By Dr. Abner Mality
It’s my third dance with DEFECT DESIGNER and I must say, it’s getting hard to keep up with it all. They started out whacky on “Neanderthal”, got even more avant-garde on “Chitin” and on “Depressants”, they are crazier than a shithouse rat. Have they finally crossed the line into the totally incomprehensible?
Amazingly enough, they still manage to have moments of catchiness and entertainment here…God knows how they do it! The record’s title doesn’t fit, because there’s a feeling of almost happy delirium about the music as it careens from style to style like a pinball. The general tone seems to be playful and upbeat. DEFECT DESIGNER is still rooted in extreme metal and the opening tracks are whacked out tech-death fused with madhouse grindcore. One thing that keeps this from going overboard is that there are no half hour long bloated epics like we got on the new CRYPTIC SHIFT album. No tune exceeds six minutes here. I hesitate to say the album “flows”, but it does manage to keep its wheels on the road.

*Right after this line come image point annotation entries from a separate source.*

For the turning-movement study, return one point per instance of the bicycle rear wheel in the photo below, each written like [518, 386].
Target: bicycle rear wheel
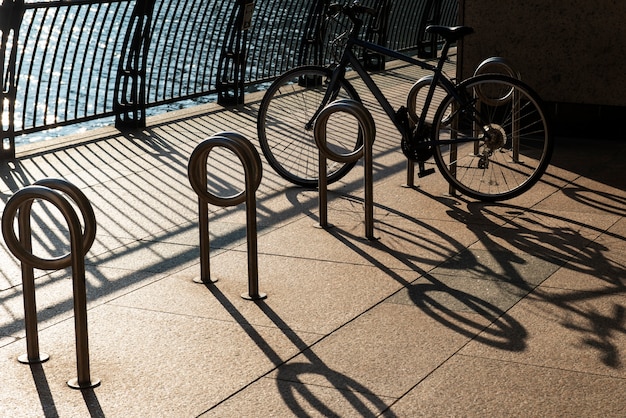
[496, 144]
[285, 125]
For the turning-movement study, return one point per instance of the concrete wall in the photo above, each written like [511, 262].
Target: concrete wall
[570, 52]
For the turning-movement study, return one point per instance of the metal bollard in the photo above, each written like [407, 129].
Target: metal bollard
[366, 121]
[81, 241]
[197, 173]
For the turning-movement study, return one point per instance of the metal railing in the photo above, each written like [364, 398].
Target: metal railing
[64, 62]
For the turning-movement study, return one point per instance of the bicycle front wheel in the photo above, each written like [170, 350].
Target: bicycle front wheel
[492, 143]
[286, 120]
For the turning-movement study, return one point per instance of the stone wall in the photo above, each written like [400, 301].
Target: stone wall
[571, 52]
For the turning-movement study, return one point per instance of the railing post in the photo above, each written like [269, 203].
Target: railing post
[11, 15]
[129, 97]
[311, 44]
[431, 16]
[197, 174]
[232, 61]
[366, 123]
[81, 241]
[377, 32]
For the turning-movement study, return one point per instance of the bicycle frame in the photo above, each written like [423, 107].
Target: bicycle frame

As the record lurches onward, the stylistic shifts become more pronounced. The idiotically titled “Body Count Of My Cow Tail” marks an extreme break with what has gone before, as it is a jazzy kind of torch song featuring seductive female vocals. Who the singer is here, the press sheet doesn’t see fit to tell us. But it is really a jolt hearing a song like this on the same effort that boasts the crushing grindcore of “Carte Blanche”. That’s the only song with this ingenue on it, but the vocals do squirm and shift a lot here.
This review would be 3 pages long if I described all the stylistic shifts in minute detail. Suffice to say, “Depressants” actually sounds the way the cover art looks…an explosion of colorful extremity. Noise rock plays a bigger part than ever before…”Expiration Referral Request Denied” and “I Heard Robespierre Screamed Like A Bitch” prove that…and there are some cinematic elements as well, best heard on “As The Terra Cotta Dust Settles”. Thank God there was no rap here, but I think just about everything else made it in, including country music on “The Inevitable Mad Composite”.
You should know by now if this record is for you or not. I have to admit, I preferred “Neanderthal” and “Chitin” to “Depressants”, but DEFECT DESIGNER are still astonishing in how they can keep this craziness from blowing up completely.